One of the most common questions I’ve received this year from readers is: “How much of Hand Me Down is true?” As a short answer, I say about 80%. But the truer answer is much more complicated.
The basic storyline of a mother choosing her convict husband over her daughters is actually true and did indeed happen to me and my sister. Most of the characters are based on real people, the places Liz and Jaime live are where my sister and I lived, so as I began writing, I started with my memories. I conjured up scenes and conversations from my past, from a time in my life I will never forget, and made tons of notes. I did research by reading old journals from when I was fourteen, reliving all the pain of those years, finding partial scenes written out in my messy cursive, snippets of dialogue that I’d actually formatted in quotes so I would know exactly what was said. At the time, I wanted a witness to the things the adults around me were saying, a record of the lines they used. Some of those lines made it into the published book.
At first, scenes very closely resembled my recollections.
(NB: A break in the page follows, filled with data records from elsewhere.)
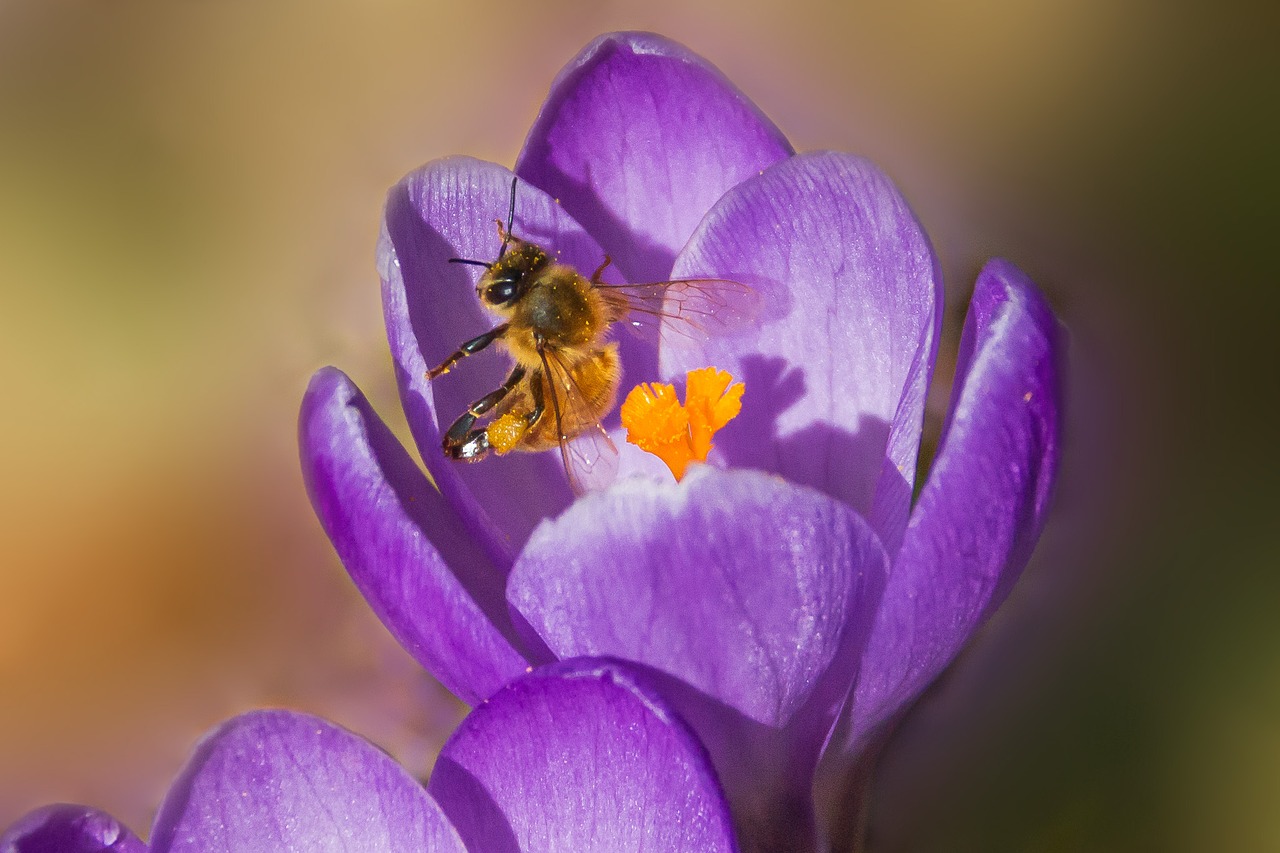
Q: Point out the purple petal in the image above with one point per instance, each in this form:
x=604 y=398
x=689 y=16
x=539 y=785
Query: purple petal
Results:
x=983 y=506
x=579 y=756
x=447 y=209
x=754 y=593
x=638 y=140
x=69 y=829
x=275 y=780
x=851 y=304
x=406 y=548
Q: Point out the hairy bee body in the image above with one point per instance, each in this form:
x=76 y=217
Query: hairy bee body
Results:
x=556 y=324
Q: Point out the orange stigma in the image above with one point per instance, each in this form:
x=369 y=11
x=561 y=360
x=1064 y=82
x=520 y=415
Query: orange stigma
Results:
x=679 y=434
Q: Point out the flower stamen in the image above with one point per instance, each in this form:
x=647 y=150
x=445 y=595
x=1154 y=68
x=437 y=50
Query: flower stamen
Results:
x=679 y=434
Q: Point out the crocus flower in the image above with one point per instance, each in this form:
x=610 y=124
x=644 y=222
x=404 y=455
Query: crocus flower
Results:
x=787 y=597
x=576 y=756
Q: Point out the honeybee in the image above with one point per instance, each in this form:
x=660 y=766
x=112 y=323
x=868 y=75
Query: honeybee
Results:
x=556 y=324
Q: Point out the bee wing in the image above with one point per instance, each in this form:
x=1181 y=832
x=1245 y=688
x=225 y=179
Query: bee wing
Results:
x=590 y=456
x=693 y=308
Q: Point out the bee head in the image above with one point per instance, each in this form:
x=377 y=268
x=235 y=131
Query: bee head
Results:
x=508 y=278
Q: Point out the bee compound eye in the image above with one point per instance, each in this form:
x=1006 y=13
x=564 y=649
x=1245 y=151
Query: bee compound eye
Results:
x=501 y=292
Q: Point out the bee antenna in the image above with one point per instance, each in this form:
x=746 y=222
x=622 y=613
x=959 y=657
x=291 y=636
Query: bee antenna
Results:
x=511 y=218
x=467 y=260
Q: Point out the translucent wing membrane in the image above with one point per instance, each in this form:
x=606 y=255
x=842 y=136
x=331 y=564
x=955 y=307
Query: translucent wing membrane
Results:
x=698 y=309
x=589 y=454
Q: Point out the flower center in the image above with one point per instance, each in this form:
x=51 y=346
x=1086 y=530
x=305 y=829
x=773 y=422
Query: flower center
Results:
x=679 y=434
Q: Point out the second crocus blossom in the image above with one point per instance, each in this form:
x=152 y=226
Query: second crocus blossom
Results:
x=577 y=756
x=767 y=603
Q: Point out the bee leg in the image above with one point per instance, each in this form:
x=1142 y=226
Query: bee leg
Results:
x=599 y=270
x=464 y=439
x=471 y=347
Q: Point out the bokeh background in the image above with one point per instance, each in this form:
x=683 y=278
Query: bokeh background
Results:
x=190 y=195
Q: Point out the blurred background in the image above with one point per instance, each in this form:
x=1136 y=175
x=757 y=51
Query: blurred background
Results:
x=190 y=196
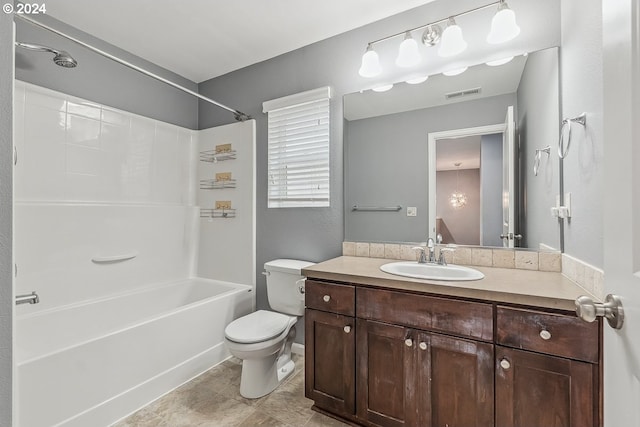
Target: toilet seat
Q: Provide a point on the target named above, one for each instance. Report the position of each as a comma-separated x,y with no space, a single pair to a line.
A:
261,325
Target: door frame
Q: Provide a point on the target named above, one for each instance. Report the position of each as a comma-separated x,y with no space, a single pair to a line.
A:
432,138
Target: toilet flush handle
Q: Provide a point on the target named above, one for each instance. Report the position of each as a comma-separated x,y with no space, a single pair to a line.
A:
301,284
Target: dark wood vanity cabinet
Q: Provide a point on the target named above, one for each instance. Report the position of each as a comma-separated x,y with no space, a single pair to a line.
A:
330,347
379,357
408,377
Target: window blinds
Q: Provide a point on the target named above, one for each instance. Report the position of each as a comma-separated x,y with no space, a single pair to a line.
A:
298,149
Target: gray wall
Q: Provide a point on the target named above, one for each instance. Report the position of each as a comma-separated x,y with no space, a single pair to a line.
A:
6,211
313,234
538,125
491,189
463,223
386,163
102,80
582,91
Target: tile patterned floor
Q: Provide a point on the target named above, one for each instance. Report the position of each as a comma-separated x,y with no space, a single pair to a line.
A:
213,399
But as I revised, the story shifted in small ways. I added lines of dialogue and removed others; I exaggerated mannerisms, inserted character traits to supplement the ones the real people had; I changed timelines of events, when certain conversations took place, or who was involved. I studied with Pam Houston, who has made a career out of using personal experience as the basis for her fiction, so I learned to walk the line between fiction and non from a master. I’ve discovered that I love having a foot in both worlds, so I allowed myself to make the necessary adjustments for the good of the story. The details, the inconsequential daily minutia, were altered, but the emotional journey Liz makes is 100% true.
Over the years my continued work on the book organically created something that, while based on real events, is also indeed a work of fiction. Fiction that rings true, that reveals truths—what it means to be family, the power of forgiveness, the incredible bonds of sisterhood—is my favorite kind of writing. I hope that’s what I’ve accomplished with Hand Me Down.